Quindi questa iniziativa non la ritengo adeguata se contestualmente, come indicato dalla Ministra Carfagna e come ricordato in un articolo di un mese fa su questo giornale, non prende corpo una organica implementazione ed un misurabile sviluppo dei sistemi intermodali composti da porti-retroporti-interporti, insieme con gli aeroporti, le piattaforme logistiche e gli altri hub.
Secondo la Ministra la chiave del funzionamento delle Zone Economiche Speciali è legata a questa azione contestuale. Le ZES funzionano solo in presenza di una collaborazione tra il decisore politico, l’industria e le parti sociali e, al tempo stesso, lo sviluppo della logistica passa solo grazie ad investimenti pubblici e semplificazioni amministrative, come l’attuazione dello sportello unico doganale, o come lo sviluppo dei servizi avanzati a sostegno degli operatori economici.
Quindi due prime critiche ad una iniziativa che viene lanciata come vincente per il rilancio del Mezzogiorno e, già in partenza, non adeguatamente valida sia per il numero di aree, sia per la esigenza di una rete logistica efficace ed efficiente. In merito proprio alla logistica questa va supportata nella sua funzione di leva di competitività: le aziende italiane, soprattutto meridionali, decidono purtroppo di aggirare le disfunzioni della logistica, determinate dalle carenze infrastrutturali, delegando “chiavi in mano” l’intera catena di distribuzione al compratore straniero, con la modalità cosiddetta “ex works”. Il risultato: il nostro tessuto produttivo perde il controllo della supply chain, con esiti penalizzanti sulle politiche di prezzo.

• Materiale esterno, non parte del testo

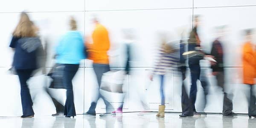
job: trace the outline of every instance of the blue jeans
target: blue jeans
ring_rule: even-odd
[[[163,92],[164,75],[160,75],[160,94],[161,95],[161,105],[164,105],[164,92]]]
[[[74,94],[72,79],[77,72],[79,64],[64,64],[64,79],[63,83],[67,90],[67,99],[64,106],[64,115],[67,116],[75,116],[76,109],[74,103]]]
[[[34,113],[32,108],[33,103],[29,89],[28,87],[27,81],[30,78],[34,70],[17,70],[16,72],[19,76],[20,84],[20,96],[23,116],[27,116],[34,115]]]

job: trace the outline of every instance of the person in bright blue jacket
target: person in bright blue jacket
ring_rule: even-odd
[[[64,106],[64,115],[67,117],[76,116],[72,79],[78,70],[80,61],[85,58],[84,39],[82,35],[76,30],[76,22],[71,17],[71,31],[61,38],[56,47],[56,63],[65,66],[63,77],[64,86],[67,90],[67,99]]]

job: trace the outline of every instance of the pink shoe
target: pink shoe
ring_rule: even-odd
[[[117,108],[117,109],[116,109],[116,110],[112,111],[111,112],[111,113],[112,113],[112,114],[122,113],[122,109],[121,108]]]

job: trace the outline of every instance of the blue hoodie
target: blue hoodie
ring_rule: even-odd
[[[56,47],[57,63],[79,64],[81,60],[85,58],[84,42],[83,36],[79,32],[68,32],[61,38]]]

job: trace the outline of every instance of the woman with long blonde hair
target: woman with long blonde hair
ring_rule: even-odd
[[[22,12],[19,22],[12,33],[10,47],[15,49],[13,66],[19,77],[23,115],[21,118],[34,117],[33,103],[26,84],[33,71],[38,68],[37,55],[42,48],[36,30],[26,12]]]

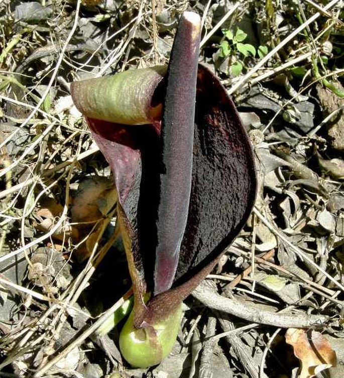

Ebbene, mi spiace essere ancora una volta critico ma questa continua ricerca programmatica, questa continua modalità di “approfondire” tematiche note e finora affrontate solo in modo teorico, non è più condivisibile. Dobbiamo compiere un vero atto di umiltà: imitare le esperienze effettuate dagli altri Paesi della Unione Europea e cercare di imitare quelle ZES realizzate negli altri Mezzogiorni di Europa; se non lo facciamo cresce Amazon e Alibaba, cresce solo la Regione logistica richiamata all’inizio e, cosa grave per il Paese, si consente la crescita, come ripeto sempre, del Prodotto Esterno Lordo (PEL) e non del Prodotto Interno Lordo (PIL).
Una grande responsabilità in questa fase ritengo ricada sui Presidenti delle tre Regioni ed in modo particolare sul Presidente Emiliano della Regione Puglia; la Puglia in realtà è la cerniera chiave per le altre due Regioni; il Presidente Emiliano penso sappia bene che alla Presidenza del Consiglio non c’è più il Professor Conte e, quindi, la sua giunta appoggiata anche dal Movimento 5 Stelle, non credo possa continuare ad essere estranea da una attenta e capillare verifica da parte del Governo sulla prolungata stasi della Regione stessa. Il Presidente Draghi, infatti, non credo sia disposto ad accettare elencazioni clientelari di amministrazioni comunali dove finora non si è praticamente fatto nulla, non sia disposto ad accettare il ripetersi di convegni e di impegni rimasti tali. Draghi non può accettare che queste tre Regioni che potevano essere il motore della crescita dell’intero Mezzogiorno siano oggi una tragica zavorra per lo sviluppo del Paese.